Лена, сама внутренне удивляясь темным чувствам, которые возбухли у нее, влезла на кровать и уже безо всякой робости потянула к себе Верку, ухватив ее ладонями за упругие половинки. Но так же просто, как «Анютке», вставить не удалось. Во-первых, снизу вверх — это не то, что сверху вниз, а во-вторых, Верка от страха зажималась маленько. Поэтому Лене пришлось надавить рукой снизу и насильно впихнуть инструмент. Верка охнула, но брыкаться и даже протестовать не стала — деньги манили. К тому же после первых же нескольких толчков, которые, должно быть, произвели на нее впечатление, Верка поймала кайф и стала толкаться задом навстречу Лене. Так пошло — лучше не надо. Верка ритмично заахала, даже иногда повизгивала, а Лена вновь почуяла, как до нее разрядка добирается. Но на сей раз Федюсик дал ей возможность довести дело до конца, и Лену так прохватило, что она навалилась на Верку, и обе они плашмя шлепнулись на постель.

— Снято! — объявил Федюсик, а затем пристально поглядел Лене в глаза, на манер боксерского рефери, определяющего «стоячий нокдаун». — По-моему, миледи, вы малость устали. Надо перерывчик сделать.

— Между прочим, — вновь появляясь из-за двери, произнес Ромасик, — если у нас раньше было времени вагон, то теперь — только маленькая тележка. Девушке в десять уезжать надо, а мы ей еще паспорт не сделали. Давай сейчас общий план со мной отснимем, потом ты пойдешь ей паспорт делать, а я все крупняки с бабами отсниму. Там все одно, кроме палок и дырок, ничего не видно. Мы-то можем хоть до утра возиться…

— Да ей отдохнуть надо, — пробурчал Федюсик, — полчаса, может, час.

— Сейчас уже половина девятого! — Ромасик показал висевшие у него на шее часы-кулон. — Час отдохнет — будет полдесятого! Соображайте, пан режиссер! Дайте ей маленько бодрящего из наших запасов. Часа на три будет свеженькая, а потом, когда в поезд сядет, заснет и до утра проспит без проблем. Нам, кстати, тоже взбодриться не помешает. Короче, доставай пузырь и пошли в гостиную!

— Только по пятьдесят грамм! — хмуро сказал Федюсик. — Все равно на шестерых больше не наберется. А то потом такого наснимаем…

— …Что заказчики с руками оторвут! — досказал Ромасик. — Доставай пузырь, не жадничай!

Федюсик отпер какую-то тумбочку и вытащил пузатенькую бутылку с длинным горлышком, вроде бы из-под болгарской «Плиски», но без этикетки.

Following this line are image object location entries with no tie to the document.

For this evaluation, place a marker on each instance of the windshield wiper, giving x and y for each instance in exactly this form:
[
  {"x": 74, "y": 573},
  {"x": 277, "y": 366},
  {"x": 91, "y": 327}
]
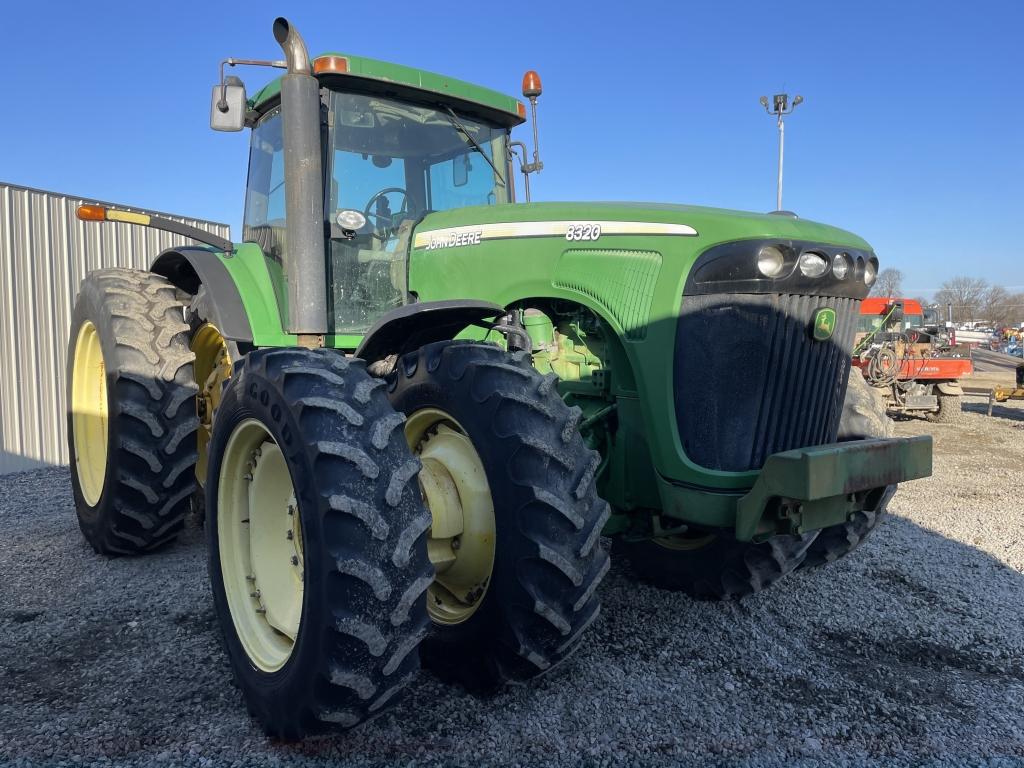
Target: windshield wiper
[{"x": 457, "y": 124}]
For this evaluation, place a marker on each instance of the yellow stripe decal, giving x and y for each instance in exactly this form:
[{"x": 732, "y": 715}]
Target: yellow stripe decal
[
  {"x": 128, "y": 217},
  {"x": 454, "y": 237}
]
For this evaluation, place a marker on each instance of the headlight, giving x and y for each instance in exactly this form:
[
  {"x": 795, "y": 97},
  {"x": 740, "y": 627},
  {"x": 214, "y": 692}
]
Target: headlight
[
  {"x": 812, "y": 264},
  {"x": 841, "y": 265},
  {"x": 870, "y": 272},
  {"x": 770, "y": 261},
  {"x": 351, "y": 220}
]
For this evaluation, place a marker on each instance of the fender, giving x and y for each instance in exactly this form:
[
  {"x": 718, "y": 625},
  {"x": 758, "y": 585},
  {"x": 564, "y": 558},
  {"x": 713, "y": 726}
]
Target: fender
[
  {"x": 187, "y": 268},
  {"x": 411, "y": 327}
]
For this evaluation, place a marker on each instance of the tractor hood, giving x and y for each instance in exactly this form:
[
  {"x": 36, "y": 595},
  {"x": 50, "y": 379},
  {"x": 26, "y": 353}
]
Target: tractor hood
[{"x": 570, "y": 221}]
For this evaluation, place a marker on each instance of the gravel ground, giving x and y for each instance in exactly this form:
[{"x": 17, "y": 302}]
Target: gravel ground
[{"x": 909, "y": 651}]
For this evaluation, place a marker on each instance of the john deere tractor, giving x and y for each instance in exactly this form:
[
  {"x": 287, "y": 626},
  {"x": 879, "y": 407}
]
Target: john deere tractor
[{"x": 414, "y": 407}]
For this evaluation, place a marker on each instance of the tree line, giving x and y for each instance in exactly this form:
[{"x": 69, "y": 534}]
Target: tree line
[{"x": 972, "y": 298}]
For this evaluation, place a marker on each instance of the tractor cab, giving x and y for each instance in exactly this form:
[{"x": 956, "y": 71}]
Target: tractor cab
[
  {"x": 393, "y": 145},
  {"x": 388, "y": 162}
]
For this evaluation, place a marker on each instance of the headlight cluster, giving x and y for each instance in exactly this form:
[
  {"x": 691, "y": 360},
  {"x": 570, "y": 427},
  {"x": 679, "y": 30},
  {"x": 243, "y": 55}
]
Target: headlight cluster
[
  {"x": 782, "y": 266},
  {"x": 771, "y": 263}
]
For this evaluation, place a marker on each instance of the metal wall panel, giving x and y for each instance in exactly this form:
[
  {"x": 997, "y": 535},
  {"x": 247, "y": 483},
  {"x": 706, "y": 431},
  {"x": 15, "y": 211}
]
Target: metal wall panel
[{"x": 45, "y": 251}]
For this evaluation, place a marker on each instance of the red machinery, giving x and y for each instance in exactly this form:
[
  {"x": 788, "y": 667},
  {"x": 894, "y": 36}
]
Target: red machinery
[{"x": 915, "y": 368}]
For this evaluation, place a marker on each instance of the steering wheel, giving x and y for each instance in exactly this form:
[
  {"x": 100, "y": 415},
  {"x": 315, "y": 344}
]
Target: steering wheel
[{"x": 378, "y": 210}]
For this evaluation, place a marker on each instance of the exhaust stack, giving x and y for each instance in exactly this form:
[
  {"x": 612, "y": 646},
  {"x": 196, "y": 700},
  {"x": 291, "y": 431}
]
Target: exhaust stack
[{"x": 305, "y": 267}]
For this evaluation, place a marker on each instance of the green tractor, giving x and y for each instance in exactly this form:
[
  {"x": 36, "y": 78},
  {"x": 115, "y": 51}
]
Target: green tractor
[{"x": 414, "y": 408}]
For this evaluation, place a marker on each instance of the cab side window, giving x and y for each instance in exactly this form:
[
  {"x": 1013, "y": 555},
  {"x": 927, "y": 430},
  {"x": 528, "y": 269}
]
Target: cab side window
[
  {"x": 466, "y": 179},
  {"x": 264, "y": 217}
]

— Пошли! — объявил он. — Штаны можно не надевать… В принципе это последнее замечание относилось только к Лене, потому что Верка и Кэт при всем желании штанов надеть не могли — у них были только сарафаны. Но поскольку они одеваться не стали, то и Лена пошла как была, в рубашке, которая только едва попу прикрывала.

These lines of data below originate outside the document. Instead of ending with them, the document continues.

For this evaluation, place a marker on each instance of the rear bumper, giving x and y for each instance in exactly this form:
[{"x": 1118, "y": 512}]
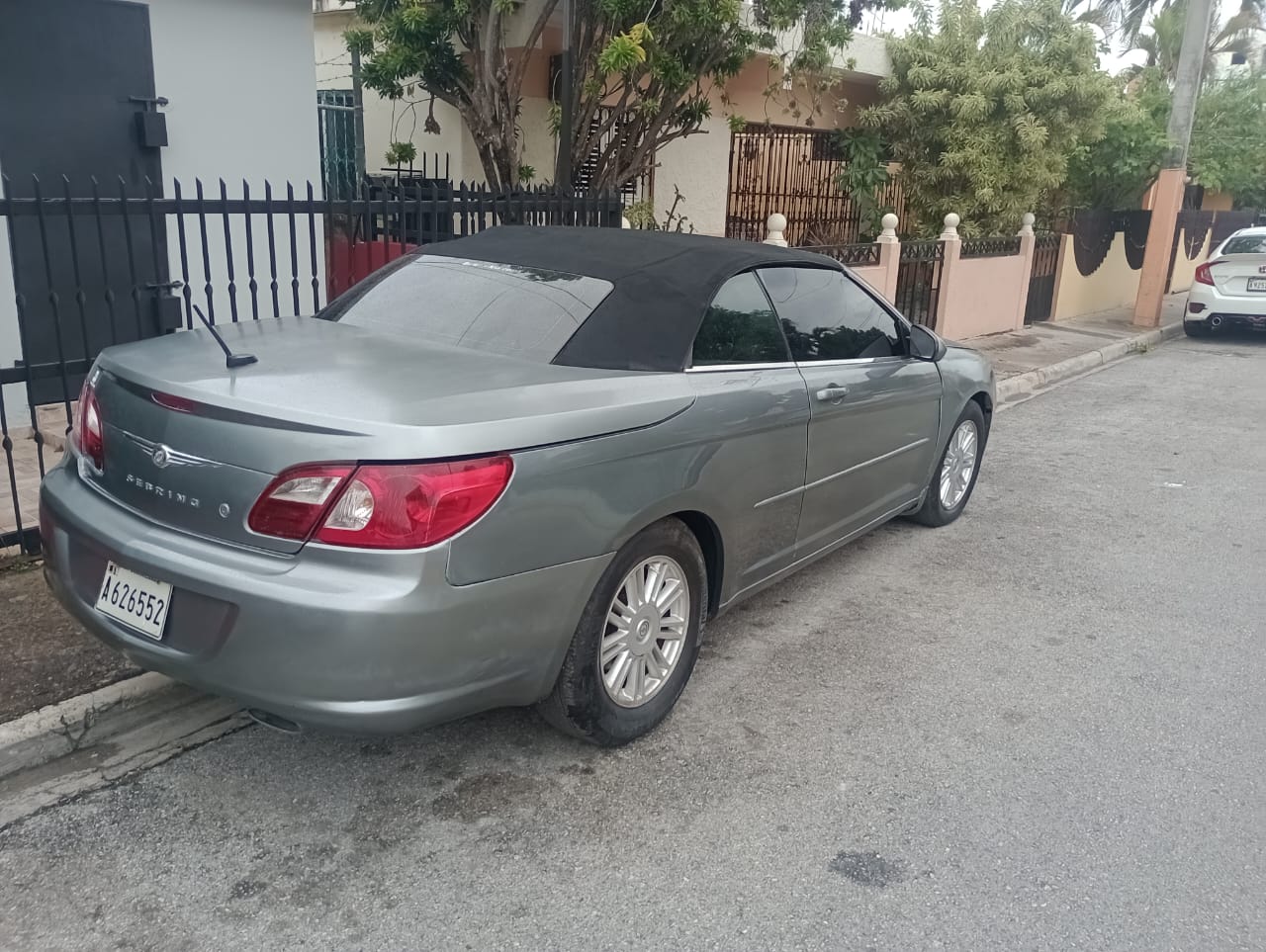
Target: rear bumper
[
  {"x": 1213, "y": 309},
  {"x": 355, "y": 641}
]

В гостиной собрались все шестеро. Шурочка вытащила из шкафа пятидесятиграммовые стопочки, и Федюсик с величайшей точностью — глаз-алмаз!

— наполнил их некой темно-красной жидкостью, внешне похожей на кагор, но имевшей немного иной, непривычный, хотя и приятный запах.

— Это пьют залпом и без закуски! — предупредил Федюсик. — Ну, будем!

Все дружно опрокинули стопки. Лена аж крякнула: кагорообразная жидкость была покрепче 60-градусного виски.

— Ну и настоечка! — заметила Верка. — Жиганула — только так!

Уже минуту или две спустя Лена ощутила, что с ней происходит нечто странное. Усталость действительно как рукой сняло, но, кроме того, невесть откуда накатило совершенно буйное и бесстыжее веселье. Все тормоза куда-то подевались, ни одной серьезной мысли в голове не осталось, все окружающие казались прекрасными, а жизнь — не содержащей ничего опасного.

— Остатки — сладки, — пробормотал Федюсик, как видно, недоумевая по поводу слишком сильного действия своего снадобья. — Не иначе, вода улетучилась, и концентрация увеличилась.

Впрочем, это было последнее более-менее трезвое суждение. И на Федюсика, и на Ромасика, и на всех остальных уже нахлынула бесшабашная эйфория.

— Мальчики-девочки! — заорал Федюсик, будто совершенно позабыв о том, что говорил несколько минут назад. — А не послать ли нам весь сценарий на три буквы? Составим все камеры в спальне и сделаем групповушку, а? Капитальную такую!

— Правильно! — вскричал Ромасик и скинул халат, оставшись только в дамском белье. — Не правда ли, я классная девочка?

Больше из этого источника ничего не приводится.